The uniqueness of her approach lies in phasing – designing heavy atoms as markers that stand out like flares in the ribosomal map due to their high electron density. These markers significantly enhance the ability to pinpoint functional units within the ribosome.
"In order to examine the spatial structure of ribosomes at high resolution, we prepare "derivative crystals", consisting of the original material to which heavy atoms were bound in key sites," explains Yonath.
And the resultant image, constructed from twice the diffraction data than collected elsewhere, provides a far-reaching glimpse into the microscopic ribosomal world, revealing certain outstanding, heretofore unobserved features. These include the site where protein production begins, as well as exceptionally clear RNA double helixes and various ribosomal protein locations.

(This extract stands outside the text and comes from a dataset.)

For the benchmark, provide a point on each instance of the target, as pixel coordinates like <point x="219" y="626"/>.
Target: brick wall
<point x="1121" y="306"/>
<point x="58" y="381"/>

Opening the Ribosomal Gate
Ribosomes consist of two independent subunits of unequal size. It is on 30S – the smaller subunit critical to initiating protein biosynthesis and decoding genetic information, that Yonath set her sites. More specifically, she wanted to capture "snapshots" of 30S in its "active form" – during the precise moment in time when protein biosynthesis begins. To do so, her team had to first activate the ribosomal particles within the crystal lattice as well as trigger the initiation step. Both tasks called for a creative stretch of scientific imagination.
Conformational changes are not routinely induced within crystals due to the limitation of motion imposed by the crystal network. However, since controlled heating had previously been shown to enhance in-vitro ribosomal activation, Yonath decided to take a chance at heating up the crystals despite concerns that this would cause their disintegration.
Next, the team introduced a messenger RNA analogue designed to trigger protein biosynthesis, which is essentially kept under lock and key. "The mRNA has to attach itself to a specific site in order to open the gate to protein production," explains Yonath. Once activated and bound it was time to record the 30S subunit "in the act" – a feat accomplished by flash freezing the crystals through sudden exposure to cryo-temperature (-185 Celsius).
Yonath’s findings are the result of almost twenty years of determined experimentation into largely uncharted territories. In the course of her pursuit she became the first scientist to successfully create ribosomal crystals that diffract to high resolution, around 3A.
Her quest for durable crystals also gave rise to two novel approaches: the use of ribosomal material from hardy bacterial strains isolated from the Dead Sea and cryo-cystallography. This method, which later became standard research procedure in structural biology, is based on exposing (previously formed) crystals to cryo-temperature during x-ray measurements in order to minimize their disintegration.
The achievements generated by YonathŒs team indicate that the road to near-atomic resolution of ribosomal structures is closer than ever before. Their approach and procedures have recently been repeated by a growing contingent of international researchers – all racing to elucidate the mystery of ribosomal functioning (Science, Vol. 285, p. 2084, 2095 and 2133;Nature, Vol. 400, p. 811, 833 und 841). According to Yonath, this understanding should pave the way to improved antibiotics, targeting bacterial agents at the ribosomal level. Additionally, the enhanced understanding of normal protein biosynthesis may one day improve the ability to fight the pathogenic, uncontrolled protein production characteristic of cancer cells.
Prof. Ada Yonath holds the Martin S. Kimmel Professorial Chair. This research was funded by the Max Planck Society, the US National Institute of Health, the German Federal Ministry for Education and Research and the Kimmelman Center for Macromolecular Assembly at the Weizmann Institute.
Max-Planck-Gesellschaft. December 1999.